Iloka was released by the Bengals on August 19, 2018.

===Minnesota Vikings (first stint)===
Three days after his release, he was signed by the Minnesota Vikings. The move reunited him with Mike Zimmer, who was the Bengals' defensive coordinator during Iloka's tenure with the Bengals.

===Dallas Cowboys===
On March 23, 2019, Iloka signed a one-year contract with the Dallas Cowboys. On August 30, 2019, Iloka was released by the Cowboys.

===Minnesota Vikings (second stint)===
After sitting out the 2019 NFL season, Iloka had a tryout with the Vikings on August 21, 2020. On September 17, 2020, Iloka was signed to the Vikings' practice squad.

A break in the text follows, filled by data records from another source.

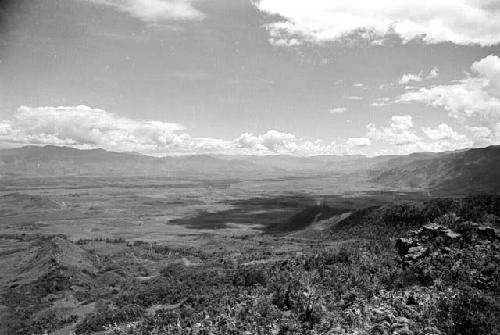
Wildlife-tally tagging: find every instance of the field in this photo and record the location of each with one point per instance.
(275, 256)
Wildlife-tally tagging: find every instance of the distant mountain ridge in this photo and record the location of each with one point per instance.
(470, 170)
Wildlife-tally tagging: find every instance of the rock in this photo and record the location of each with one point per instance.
(417, 252)
(404, 244)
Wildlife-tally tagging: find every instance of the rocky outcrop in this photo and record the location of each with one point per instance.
(433, 238)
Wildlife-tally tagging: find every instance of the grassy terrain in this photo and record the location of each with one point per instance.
(201, 259)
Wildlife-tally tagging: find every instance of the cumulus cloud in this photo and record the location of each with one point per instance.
(409, 77)
(462, 22)
(433, 73)
(338, 110)
(153, 11)
(352, 97)
(274, 141)
(402, 137)
(399, 132)
(85, 127)
(475, 100)
(358, 141)
(380, 102)
(443, 132)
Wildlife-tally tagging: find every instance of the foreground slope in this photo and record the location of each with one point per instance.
(462, 172)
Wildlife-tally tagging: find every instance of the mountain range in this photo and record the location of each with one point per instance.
(467, 170)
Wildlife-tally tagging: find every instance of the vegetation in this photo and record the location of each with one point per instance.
(389, 273)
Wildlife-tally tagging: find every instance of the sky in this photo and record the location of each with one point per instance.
(169, 77)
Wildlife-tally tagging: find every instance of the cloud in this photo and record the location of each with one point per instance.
(274, 141)
(475, 100)
(154, 11)
(409, 77)
(352, 97)
(461, 22)
(443, 132)
(338, 110)
(399, 132)
(380, 102)
(433, 73)
(85, 127)
(358, 141)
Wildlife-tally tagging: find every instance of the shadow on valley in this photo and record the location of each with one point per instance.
(288, 212)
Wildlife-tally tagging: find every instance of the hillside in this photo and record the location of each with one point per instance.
(35, 161)
(473, 170)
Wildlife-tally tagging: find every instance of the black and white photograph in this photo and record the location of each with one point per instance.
(249, 167)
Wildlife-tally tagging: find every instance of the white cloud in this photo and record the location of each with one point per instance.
(85, 127)
(433, 73)
(154, 11)
(352, 97)
(380, 102)
(475, 100)
(338, 110)
(274, 141)
(399, 132)
(409, 77)
(443, 132)
(462, 22)
(358, 141)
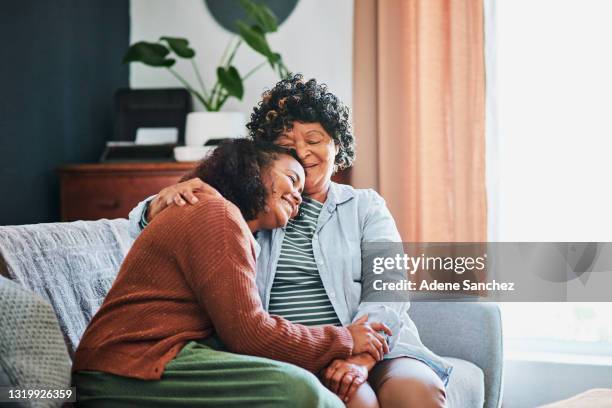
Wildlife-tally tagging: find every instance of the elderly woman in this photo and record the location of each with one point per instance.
(310, 272)
(188, 280)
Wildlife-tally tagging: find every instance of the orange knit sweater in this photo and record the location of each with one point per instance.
(189, 274)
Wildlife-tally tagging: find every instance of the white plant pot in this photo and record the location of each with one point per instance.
(203, 126)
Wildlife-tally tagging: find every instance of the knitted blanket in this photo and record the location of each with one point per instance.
(70, 265)
(32, 352)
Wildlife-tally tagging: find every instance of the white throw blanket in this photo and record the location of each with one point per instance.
(71, 265)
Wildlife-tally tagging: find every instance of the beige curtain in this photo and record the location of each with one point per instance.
(418, 110)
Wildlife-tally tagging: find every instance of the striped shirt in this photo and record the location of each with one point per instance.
(297, 292)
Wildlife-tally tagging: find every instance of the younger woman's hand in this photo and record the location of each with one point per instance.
(178, 194)
(366, 338)
(344, 378)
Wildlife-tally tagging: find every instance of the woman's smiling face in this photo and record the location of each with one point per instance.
(316, 149)
(284, 181)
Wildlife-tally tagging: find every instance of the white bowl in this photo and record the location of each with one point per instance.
(191, 153)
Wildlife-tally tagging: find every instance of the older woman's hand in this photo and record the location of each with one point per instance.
(343, 378)
(178, 194)
(367, 339)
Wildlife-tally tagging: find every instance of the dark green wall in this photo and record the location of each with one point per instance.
(60, 67)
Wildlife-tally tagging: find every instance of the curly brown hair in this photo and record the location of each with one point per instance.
(236, 168)
(294, 99)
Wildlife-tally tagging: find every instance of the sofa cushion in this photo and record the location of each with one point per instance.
(465, 388)
(32, 349)
(70, 265)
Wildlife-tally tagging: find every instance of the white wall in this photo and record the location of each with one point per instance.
(549, 146)
(316, 40)
(553, 159)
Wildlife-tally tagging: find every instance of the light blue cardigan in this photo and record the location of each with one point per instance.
(349, 218)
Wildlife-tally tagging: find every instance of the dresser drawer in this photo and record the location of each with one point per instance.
(91, 193)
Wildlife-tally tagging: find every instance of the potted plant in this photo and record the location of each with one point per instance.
(229, 82)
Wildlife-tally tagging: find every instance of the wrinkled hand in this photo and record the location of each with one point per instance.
(178, 194)
(366, 338)
(344, 378)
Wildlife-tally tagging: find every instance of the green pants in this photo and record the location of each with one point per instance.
(200, 376)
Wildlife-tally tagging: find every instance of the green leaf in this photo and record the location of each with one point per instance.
(262, 15)
(230, 80)
(254, 38)
(152, 54)
(180, 46)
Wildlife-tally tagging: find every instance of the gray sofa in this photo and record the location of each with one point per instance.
(72, 266)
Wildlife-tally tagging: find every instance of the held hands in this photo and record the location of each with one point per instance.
(343, 378)
(366, 338)
(178, 194)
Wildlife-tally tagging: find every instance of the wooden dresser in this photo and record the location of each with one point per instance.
(94, 191)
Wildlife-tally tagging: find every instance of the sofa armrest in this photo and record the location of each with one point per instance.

He was elevated to the active roster on September 26 and October 3 for the team's weeks 3 and 4 games against the Tennessee Titans and Houston Texans, and reverted to the practice squad after each game. He was promoted to the active roster on October 10, 2020. He was placed on injured reserve on October 22, 2020.

==NFL career statistics==

Legend
| Bold | Career high |

===Regular season===

Year: Team; Games; Tackles; Interceptions; Fumbles
GP: GS; Cmb; Solo; Ast; Sck; TFL; Int; Yds; TD; Lng; PD; FF; FR; Yds; TD
2012: CIN; 7; 0; 2; 0; 2; 0.0; 0; 0; 0; 0; 0; 0; 0; 0; 0; 0
2013: CIN; 16; 16; 66; 41; 25; 0.0; 0; 1; -1; 0; -1; 6; 2; 1; 0; 0
2014: CIN; 16; 16; 74; 48; 26; 0.0; 2; 3; 58; 0; 28; 10; 0; 0; 0; 0
2015: CIN; 12; 12; 47; 35; 12; 0.0; 2; 1; 0; 0; 0; 4; 0; 0; 0; 0
2016: CIN; 16; 16; 74; 49; 25; 0.0; 1; 3; 21; 0; 21; 7; 0; 0; 0; 0
2017: CIN; 16; 16; 80; 54; 26; 0.0; 4; 1; 14; 0; 14; 5; 0; 0; 0; 0
2018: MIN; 16; 3; 16; 14; 2; 0.0; 0; 0; 0; 0; 0; 0; 1; 0; 0; 0
2020: MIN; 4; 0; 6; 5; 1; 0.0; 1; 0; 0; 0; 0; 0; 0; 0; 0; 0
103; 79; 365; 246; 119; 0.0; 10; 9; 92; 0; 28; 32; 3; 1; 0; 0

===Playoffs===

Year: Team; Games; Tackles; Interceptions; Fumbles
GP: GS; Cmb; Solo; Ast; Sck; TFL; Int; Yds; TD; Lng; PD; FF; FR; Yds; TD
2012: CIN; 1; 0; 0; 0; 0; 0.0; 0; 0; 0; 0; 0; 0; 0; 0; 0; 0
2013: CIN; 1; 1; 2; 2; 0; 0.0; 0; 0; 0; 0; 0; 0; 0; 0; 0; 0
2014: CIN; 1; 1; 5; 2; 3; 0.0; 0; 0; 0; 0; 0; 0; 0; 0; 0; 0
2015: CIN; 1; 1; 5; 4; 1; 0.0; 1; 0; 0; 0; 0; 0; 0; 1; 0; 0
4; 3; 12; 8; 4; 0.0; 1; 0; 0; 0; 0; 0; 0; 1; 0; 0

==Personal life==
Iloka attended Kempner High School in Sugar Land, Texas. His younger brother, Kenny Iloka, played collegiate football at TCU and went undrafted as a safety in the 2016 NFL draft.

The son of immigrants, he is of Nigerian descent.